RailsDevs is an example of a niche job board success story. I came across this Youtube interview recently with its founder where he tells the tale of its origins and how he makes money with a reverse job board concept.
A reverse job board is a type of job search platform where companies pay to access a pool of applicants. In this case with RailsDevs they pay a monthly fee and then pay 10% of the hired persons salary instead of posting jobs.
How It Started (quotes)
About a year ago I was working with a few clients and, and more, more inbound leads were happening for my Rails consultancy and just couldn’t work with everyone and wanted to help them, but didn’t really know where to refer them to. So I started reaching out to people on Twitter and was like, Hey, I know you do freelancing. When are you available? What type of projects do you like to work on? And literally created like a spreadsheet, like it was a Google Sheet, multiple developers on it and just started sharing it with businesses that wanted to work with me.
And within like a month, I had gotten people two or three freelance jobs, someone got a full-time job from it. And I was like, there’s something here. If I’m referring people, I’m creating my own little network, uh, of, of Rails developers. Why can’t this be an automated business that I’m also making a profit off of? Because it’s a business, but helping more people and not just helping the people that I know in my network, but helping every Rails developer out there find their next job. And I think, uh, you know, a week later I, I made my first commit to Railsdevs and started getting people to sign up.
RailsDevs founder
The spreadsheet was built from talking to people directly on Twitter. So asking people for where their availability was. I never shared the spreadsheet publicly because I was worried about sharing people’s like email addresses and their skill level without their permission, which has also kind of encouraged me to make it more official where they could add their own, you know, their own information to the website. It got me thinking a lot on a, there’s probably something here business-wise, but also after talking to a bunch of Rails developers specifically about getting hired and finding their next job, a lot of them really, really hated it and just like didn’t like the whole process of having an up-to-date resume, having to apply, hoping someone would get back to you whiteboarding for hours, days, and then just never hearing back. Right. So Railsdevs is built around this idea of empowering the independent developer. So this is perfectly reflected in how on Railsdevs, like you said, it’s a reverse job board. You don’t apply to jobs, you post your profile companies reach out to you if they think you’re qualified and then you’re off to the races.

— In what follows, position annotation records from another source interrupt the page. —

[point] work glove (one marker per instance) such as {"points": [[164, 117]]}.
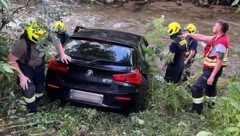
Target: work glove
{"points": [[24, 81]]}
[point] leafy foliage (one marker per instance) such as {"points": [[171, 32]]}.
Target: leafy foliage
{"points": [[164, 116]]}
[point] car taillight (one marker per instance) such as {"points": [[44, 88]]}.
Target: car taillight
{"points": [[58, 66], [133, 77]]}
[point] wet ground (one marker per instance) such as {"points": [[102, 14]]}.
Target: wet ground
{"points": [[137, 18]]}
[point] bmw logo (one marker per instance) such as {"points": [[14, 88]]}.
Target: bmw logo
{"points": [[89, 73]]}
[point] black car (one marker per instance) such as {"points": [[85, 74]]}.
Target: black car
{"points": [[108, 69]]}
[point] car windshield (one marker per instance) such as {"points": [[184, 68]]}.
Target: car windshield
{"points": [[98, 52]]}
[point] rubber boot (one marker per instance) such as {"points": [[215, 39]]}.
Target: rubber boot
{"points": [[32, 107]]}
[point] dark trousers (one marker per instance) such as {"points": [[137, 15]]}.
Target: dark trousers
{"points": [[201, 84], [186, 73], [36, 88]]}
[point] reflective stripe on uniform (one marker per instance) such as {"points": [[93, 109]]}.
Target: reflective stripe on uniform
{"points": [[209, 62], [29, 100], [198, 100], [38, 95], [210, 99]]}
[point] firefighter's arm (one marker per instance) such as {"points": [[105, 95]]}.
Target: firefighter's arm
{"points": [[199, 37], [12, 60], [190, 56], [220, 57], [64, 57]]}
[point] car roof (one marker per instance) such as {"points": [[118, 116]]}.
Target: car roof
{"points": [[114, 36]]}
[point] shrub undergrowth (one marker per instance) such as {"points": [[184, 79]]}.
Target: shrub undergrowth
{"points": [[165, 114]]}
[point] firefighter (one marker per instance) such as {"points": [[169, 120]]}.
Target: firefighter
{"points": [[177, 47], [191, 50], [60, 30], [25, 58], [215, 59]]}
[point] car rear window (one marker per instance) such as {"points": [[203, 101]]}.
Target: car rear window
{"points": [[92, 50]]}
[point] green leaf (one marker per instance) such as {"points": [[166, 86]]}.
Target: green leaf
{"points": [[235, 104], [5, 4], [204, 133]]}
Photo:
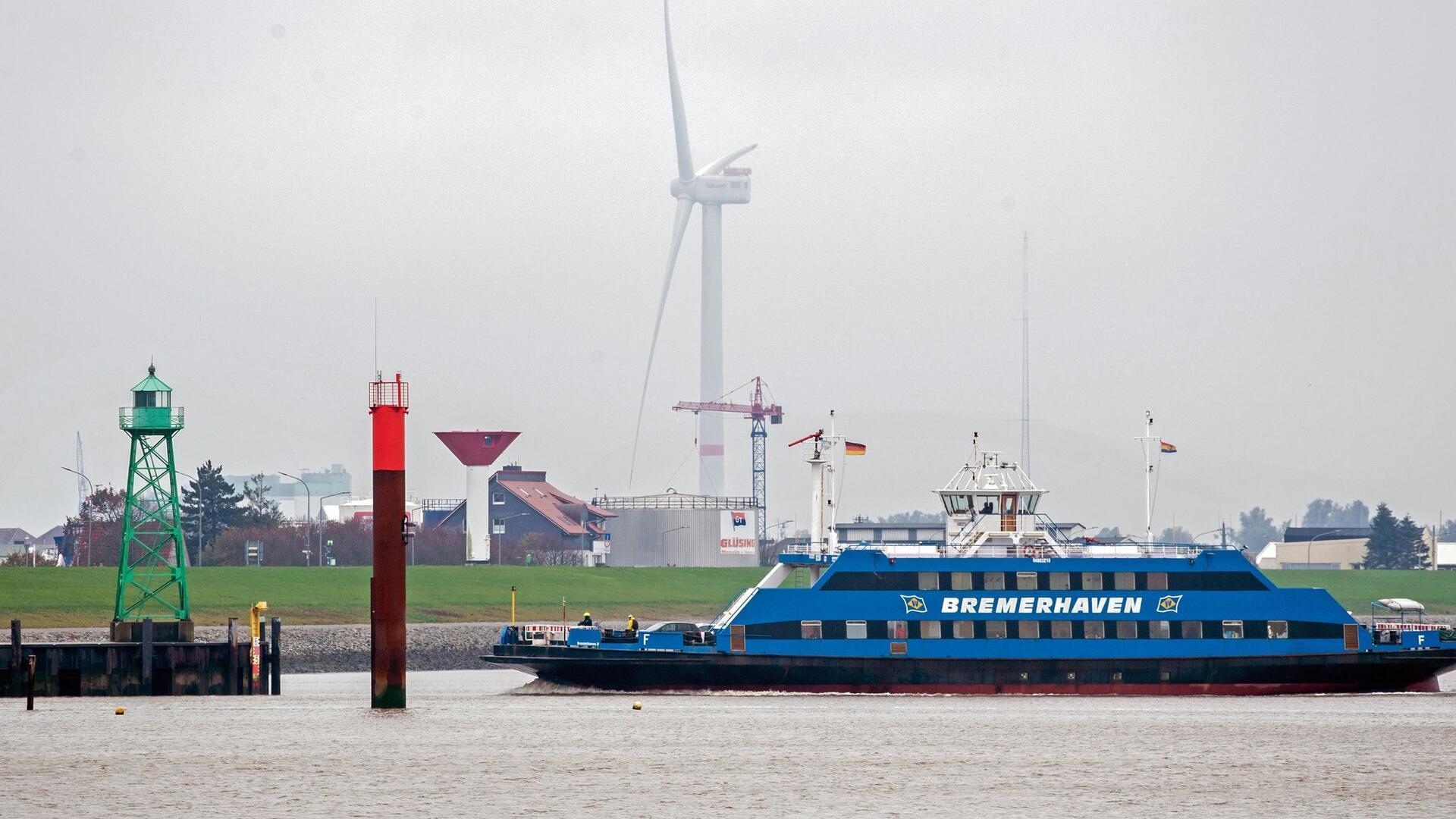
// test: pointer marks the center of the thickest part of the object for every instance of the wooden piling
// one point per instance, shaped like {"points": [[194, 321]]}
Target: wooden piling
{"points": [[277, 654]]}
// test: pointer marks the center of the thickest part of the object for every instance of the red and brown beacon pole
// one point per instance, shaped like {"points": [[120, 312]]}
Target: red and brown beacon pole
{"points": [[389, 404]]}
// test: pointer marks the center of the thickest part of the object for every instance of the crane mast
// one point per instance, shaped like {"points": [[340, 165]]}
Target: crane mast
{"points": [[762, 414]]}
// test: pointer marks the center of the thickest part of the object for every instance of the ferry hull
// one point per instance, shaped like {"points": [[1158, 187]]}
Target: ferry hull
{"points": [[1304, 673]]}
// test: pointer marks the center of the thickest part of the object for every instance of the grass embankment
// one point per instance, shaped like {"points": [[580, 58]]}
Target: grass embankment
{"points": [[46, 598]]}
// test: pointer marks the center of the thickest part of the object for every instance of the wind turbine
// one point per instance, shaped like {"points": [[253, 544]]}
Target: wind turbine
{"points": [[712, 187]]}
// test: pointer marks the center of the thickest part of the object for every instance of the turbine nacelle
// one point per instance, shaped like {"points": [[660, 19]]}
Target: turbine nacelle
{"points": [[712, 188]]}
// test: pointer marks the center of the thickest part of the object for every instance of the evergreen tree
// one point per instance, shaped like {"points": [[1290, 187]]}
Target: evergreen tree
{"points": [[259, 510], [1388, 542], [1257, 529], [216, 497]]}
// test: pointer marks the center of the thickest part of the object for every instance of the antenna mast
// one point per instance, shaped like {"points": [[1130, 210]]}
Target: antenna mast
{"points": [[1025, 353]]}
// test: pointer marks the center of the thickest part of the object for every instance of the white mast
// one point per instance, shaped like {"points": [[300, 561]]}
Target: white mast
{"points": [[1147, 438]]}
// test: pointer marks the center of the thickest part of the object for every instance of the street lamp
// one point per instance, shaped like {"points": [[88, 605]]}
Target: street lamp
{"points": [[308, 507], [92, 516], [321, 526]]}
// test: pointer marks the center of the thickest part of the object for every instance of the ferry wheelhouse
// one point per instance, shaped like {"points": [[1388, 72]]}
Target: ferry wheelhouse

Chicken or the Egg Problem
It being a marketplace creates that classic chicken or the egg problem of Yeah. Which side do you build first? If you don’t have any developers, no businesses wanna sign up. If you don’t have anyone hiring, how do you get developers to join? And the way that I tackle that is I focus my marketing 100% on the Rails developer. I talk about the benefits of the platform to the developer, how it’s better for developers, how the powers in their shoes when I build them public on Twitter. It’s always about what can I do to make this a better experience for the Rails developer? And that inherently has organic appeal to developers signing up. At this point, I’m getting two to three developer new developers on the site every single day. And you know, that compounds, that’s, I’m at 500 something plus developers on the site, like it’s crazy. By doing that, I’m able to build out a huge portfolio of folks that are ready to be hired, which makes talking to businesses a little bit easier. It was how I kind of solved the chicken or the egg. I went for the side of the marketplace that wants to get hired, that gets more value out of it, and then went for the people that happened to pay for it second.